# singletrackworld?



## bonj2 (23 Oct 2007)

has anyone else ever had problems posting on it?
I've registered, but there's just no links for 'reply' or 'new post' showing.
What more does it want


----------



## Steve Austin (23 Oct 2007)

are you logged in

STW needs you Bonj.
You need to start a hello thread. New members are always warmly wlecomed


----------



## Peyote (24 Oct 2007)

He he, Bonj on STW. That would be comedy!

Go on Bonj, STW needs folk like you!


----------



## bonj2 (24 Oct 2007)

I was just browsing it when this site was down last night. and it seemed to have some quite good info/links to routes in the peaks.
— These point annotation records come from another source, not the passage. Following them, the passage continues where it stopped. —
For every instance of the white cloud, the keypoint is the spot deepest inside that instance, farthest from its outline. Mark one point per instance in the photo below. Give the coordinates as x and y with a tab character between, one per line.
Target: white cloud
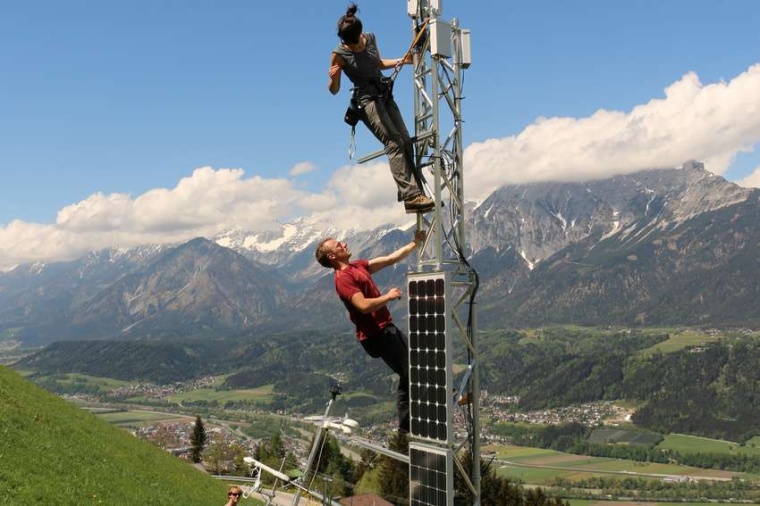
711	123
302	168
751	181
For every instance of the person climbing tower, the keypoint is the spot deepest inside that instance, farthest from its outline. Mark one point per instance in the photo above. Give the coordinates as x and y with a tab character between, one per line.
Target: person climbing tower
358	56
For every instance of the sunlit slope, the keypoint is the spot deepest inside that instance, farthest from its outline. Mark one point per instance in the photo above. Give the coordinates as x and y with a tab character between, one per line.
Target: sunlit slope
51	452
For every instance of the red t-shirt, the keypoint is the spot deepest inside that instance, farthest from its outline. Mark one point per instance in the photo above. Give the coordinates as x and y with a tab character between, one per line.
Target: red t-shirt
354	279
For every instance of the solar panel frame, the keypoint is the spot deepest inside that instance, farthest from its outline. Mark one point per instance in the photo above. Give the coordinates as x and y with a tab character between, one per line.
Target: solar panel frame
431	475
431	381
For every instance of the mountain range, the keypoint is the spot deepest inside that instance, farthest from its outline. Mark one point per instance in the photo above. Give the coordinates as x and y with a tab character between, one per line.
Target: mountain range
657	247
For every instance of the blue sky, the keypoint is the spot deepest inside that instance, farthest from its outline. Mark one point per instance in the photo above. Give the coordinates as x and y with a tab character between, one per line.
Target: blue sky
147	120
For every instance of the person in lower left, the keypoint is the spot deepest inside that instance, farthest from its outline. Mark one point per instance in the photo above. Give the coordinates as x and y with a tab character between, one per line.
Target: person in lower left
233	495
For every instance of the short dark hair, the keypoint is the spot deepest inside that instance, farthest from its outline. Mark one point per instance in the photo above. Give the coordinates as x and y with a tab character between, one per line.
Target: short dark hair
322	252
349	26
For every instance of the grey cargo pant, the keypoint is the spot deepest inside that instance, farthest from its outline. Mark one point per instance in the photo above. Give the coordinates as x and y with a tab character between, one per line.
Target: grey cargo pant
384	120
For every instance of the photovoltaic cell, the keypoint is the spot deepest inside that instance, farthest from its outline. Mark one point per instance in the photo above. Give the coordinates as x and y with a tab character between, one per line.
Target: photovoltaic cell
431	475
430	372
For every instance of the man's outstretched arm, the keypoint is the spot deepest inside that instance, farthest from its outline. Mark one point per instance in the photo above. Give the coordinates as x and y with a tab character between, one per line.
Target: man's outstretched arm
378	263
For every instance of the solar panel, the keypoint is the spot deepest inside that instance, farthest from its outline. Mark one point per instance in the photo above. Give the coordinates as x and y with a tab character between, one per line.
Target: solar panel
431	475
430	371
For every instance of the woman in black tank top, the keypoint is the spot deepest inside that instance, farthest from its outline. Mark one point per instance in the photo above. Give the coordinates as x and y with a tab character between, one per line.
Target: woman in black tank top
359	57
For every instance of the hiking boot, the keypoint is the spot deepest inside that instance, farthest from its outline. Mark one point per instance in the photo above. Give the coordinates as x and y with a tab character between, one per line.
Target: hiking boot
419	204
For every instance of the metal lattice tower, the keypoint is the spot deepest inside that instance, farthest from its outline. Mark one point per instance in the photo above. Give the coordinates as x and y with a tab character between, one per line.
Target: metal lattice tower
441	292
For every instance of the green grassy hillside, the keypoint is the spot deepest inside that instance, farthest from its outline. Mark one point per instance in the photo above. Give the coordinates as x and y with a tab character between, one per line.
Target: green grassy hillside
51	452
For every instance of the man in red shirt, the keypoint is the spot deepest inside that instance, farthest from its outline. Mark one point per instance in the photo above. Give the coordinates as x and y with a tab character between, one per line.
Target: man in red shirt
367	308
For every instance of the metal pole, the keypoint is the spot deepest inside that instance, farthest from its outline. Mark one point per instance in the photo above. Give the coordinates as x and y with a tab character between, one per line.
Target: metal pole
334	391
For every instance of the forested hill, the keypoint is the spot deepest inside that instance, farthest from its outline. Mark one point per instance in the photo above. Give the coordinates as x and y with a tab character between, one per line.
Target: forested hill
710	387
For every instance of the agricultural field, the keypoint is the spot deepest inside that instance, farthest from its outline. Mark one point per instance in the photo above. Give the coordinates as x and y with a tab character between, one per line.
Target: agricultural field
105	384
134	418
538	466
261	394
622	436
695	444
583	502
680	339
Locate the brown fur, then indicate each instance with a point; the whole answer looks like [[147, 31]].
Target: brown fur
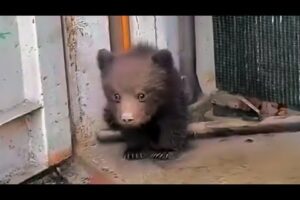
[[159, 119]]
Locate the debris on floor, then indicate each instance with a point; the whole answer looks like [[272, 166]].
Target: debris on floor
[[69, 172]]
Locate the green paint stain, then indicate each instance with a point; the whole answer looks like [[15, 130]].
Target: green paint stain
[[3, 35]]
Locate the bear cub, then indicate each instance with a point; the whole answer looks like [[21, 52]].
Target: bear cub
[[145, 101]]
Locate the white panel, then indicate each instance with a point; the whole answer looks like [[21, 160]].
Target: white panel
[[205, 53], [19, 68], [38, 138], [55, 113]]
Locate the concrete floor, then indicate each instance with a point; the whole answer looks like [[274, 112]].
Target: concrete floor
[[270, 158]]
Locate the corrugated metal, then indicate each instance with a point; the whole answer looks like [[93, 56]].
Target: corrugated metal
[[259, 56]]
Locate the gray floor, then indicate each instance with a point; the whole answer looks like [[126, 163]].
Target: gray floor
[[270, 158]]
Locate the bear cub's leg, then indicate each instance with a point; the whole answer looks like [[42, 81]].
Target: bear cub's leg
[[137, 145]]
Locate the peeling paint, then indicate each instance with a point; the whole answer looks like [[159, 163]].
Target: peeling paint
[[3, 35], [58, 156]]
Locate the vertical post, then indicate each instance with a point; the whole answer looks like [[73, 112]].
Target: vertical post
[[119, 31]]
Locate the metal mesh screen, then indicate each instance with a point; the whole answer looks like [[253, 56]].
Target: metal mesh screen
[[259, 56]]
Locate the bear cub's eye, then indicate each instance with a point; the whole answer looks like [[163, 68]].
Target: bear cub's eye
[[141, 97], [117, 97]]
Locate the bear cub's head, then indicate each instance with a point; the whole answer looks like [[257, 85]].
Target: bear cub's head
[[137, 83]]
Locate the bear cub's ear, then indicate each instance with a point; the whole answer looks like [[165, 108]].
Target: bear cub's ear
[[104, 58], [163, 58]]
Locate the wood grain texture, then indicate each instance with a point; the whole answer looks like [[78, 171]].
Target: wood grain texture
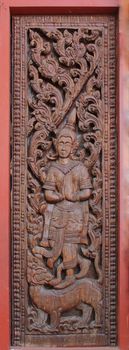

I wanted to ask some of the guys whereabouts photos they'd posted were taken, and other things i'm curious about like how to link to a specific point on streetmap.co.uk what with its ordnance survey maps (like when an arrow is drawn on it), and how to understand/find/use grid references given in the form "GR165878", rather than e.g. 164978,878012 as streetmap seems to want them.

does anybody know any of this?


----------



## Peyote (24 Oct 2007)

Don't know about the 'photo locations Bonj, but national grid references can be given as either a grid square location e.g SU, followed by the eastings and northings within that square, e.g SU835257. Or they can be given as a complete numerical grid reference e.g. 483550E 125750N sometimes shortened to 483550,125750. Then you can get different accuracies e.g an eight figue grid ref (4835,1257) won't be as accurate as the twelve figure one above.

As usual Wikipedia should be able to explain it better than me!

http://en.wikipedia.org/wiki/British_national_grid_reference_system

Hope that helps.


----------



## bonj2 (24 Oct 2007)

ah, thanks... I thought there was somewhat of a level of accuracy distinction going on there, but what confused me was what the letters stood for, and the fact that the three letters east and north were the second to fourth letters of the 6 letters east and north, rather than 1 to 3. But I'll have a butchers at that wiki article. Thanks

Still want to know how to link to streetmap (I mean draw arrows on it). I'm sure you can do it as they do it willy nilly on stw. I know you can on google by logging in and clicking on 'create map', then you can draw on a map, just need to know how on streemap 'cos it's got ordnance survey maps.


----------



## bonj2 (24 Oct 2007)

Peyote said:


> Don't know about the 'photo locations Bonj, but national grid references can be given as either a grid square location e.g SU, followed by the eastings and northings within that square, e.g SU835257. Or they can be given as a complete numerical grid reference e.g. 483550E 125750N sometimes shortened to *483550,125750*. Then you can get different accuracies e.g an eight figue grid ref *(4835,1257)* won't be as accurate as the twelve figure one above.
> 
> As usual Wikipedia should be able to explain it better than me!
> 
> ...


<pedantic> but that would actually be 4836,1258.</pedantic>


----------



## Tim Bennet (24 Oct 2007)

I'm sorry Bonj, but you're not being pedantic, you're just being incorrect.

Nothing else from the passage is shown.